- Genre: History; Political; Law;
- Language: American English

Cast and voices
- Hosted by: Jad Abumrad (Seasons 1–3); Julia Longoria (Season 4);

Production
- Length: 30–60 Minutes

Publication
- No. of seasons: 3
- No. of episodes: 31
- Original release: June 2, 2016 – December 4, 2018
- Provider: WNYC Studios
- Updates: Weekly

Related
- Related shows: Throughline; Slow Burn; Pod Save America; Still Processing; Revisionist History; American History Tellers;
- Website: www.wnycstudios.org/podcasts/radiolabmoreperfect/

= More Perfect =

Podcast about American history and politics

More Perfect, sometimes stylized as Radiolab Presents: More Perfect, is a podcast about American history and politics provided by WNYC Studios. Its first three seasons were hosted by Jad Abumrad. In July 2022, WNYC announced it would return in 2023 for a fourth season, with a new host in Julia Longoria.

== Background ==
The podcast debuted as a spinoff of WNYC's Radiolab on June 2, 2016, with an episode entitled "Cruel and Unusual", which was dedicated to the legal history of the death penalty in the United States.
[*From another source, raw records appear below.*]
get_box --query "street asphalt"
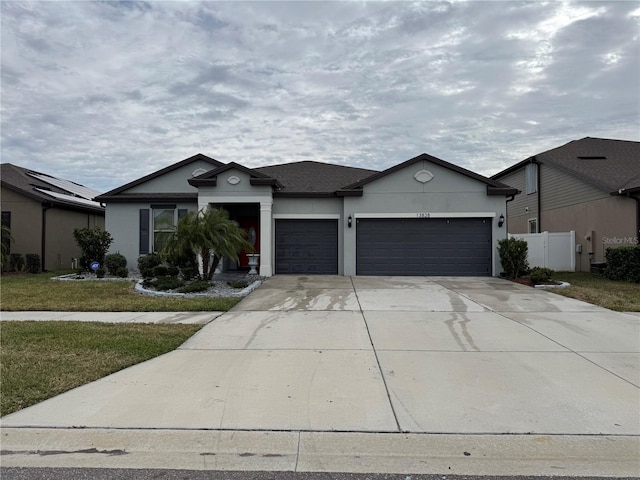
[1,275,639,477]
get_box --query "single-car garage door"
[275,219,338,274]
[357,218,491,276]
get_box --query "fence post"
[542,231,549,268]
[569,230,576,272]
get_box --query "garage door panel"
[357,218,491,276]
[275,219,338,275]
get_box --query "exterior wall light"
[348,215,352,228]
[498,214,505,228]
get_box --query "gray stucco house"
[492,137,640,272]
[96,153,518,277]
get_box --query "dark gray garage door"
[275,219,338,274]
[356,218,492,276]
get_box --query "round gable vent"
[191,168,208,177]
[414,169,434,183]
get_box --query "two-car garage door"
[356,218,492,276]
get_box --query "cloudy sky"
[2,1,638,193]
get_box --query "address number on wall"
[416,213,430,218]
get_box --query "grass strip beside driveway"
[0,273,241,312]
[551,272,640,312]
[0,321,201,416]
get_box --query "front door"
[239,218,260,268]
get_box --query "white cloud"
[1,0,638,191]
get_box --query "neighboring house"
[0,164,105,271]
[492,137,640,272]
[96,153,517,277]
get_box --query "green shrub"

The podcast was developed to focus on the history of decisions made by the Supreme Court. Elie Mystal was the legal editor for the podcast.

On July 14, 2022, WNYC Studios announced that it would return for a fourth season with new host Julia Longoria. The show ended in 2023.

== 27: The Most Perfect Album ==
The podcast's third season was built around 27: The Most Perfect Album, an album dedicated to the Constitution of the United States, with at least one song about each of its amendments. Artists contributing to the project include Cherry Glazerr, who focused on the 1st Amendment; They Might Be Giants with the 3rd Amendment; Dolly Parton's anthem on the 19th Amendment; and Kevin Morby's song for the 24th Amendment.

== Reception ==
The Atlantic included the podcast on their list of "The 50 Best Podcasts of 2016". In 2016, Business Insider listed the podcast as one of "The 50 Best Podcasts for Tech, Science, Entertainment, and Politics". The New Yorker listed the podcast as one of the "Best Podcasts of 2017".

The show won the 2018 Webby award for "Best Sound Design/Original Music Score".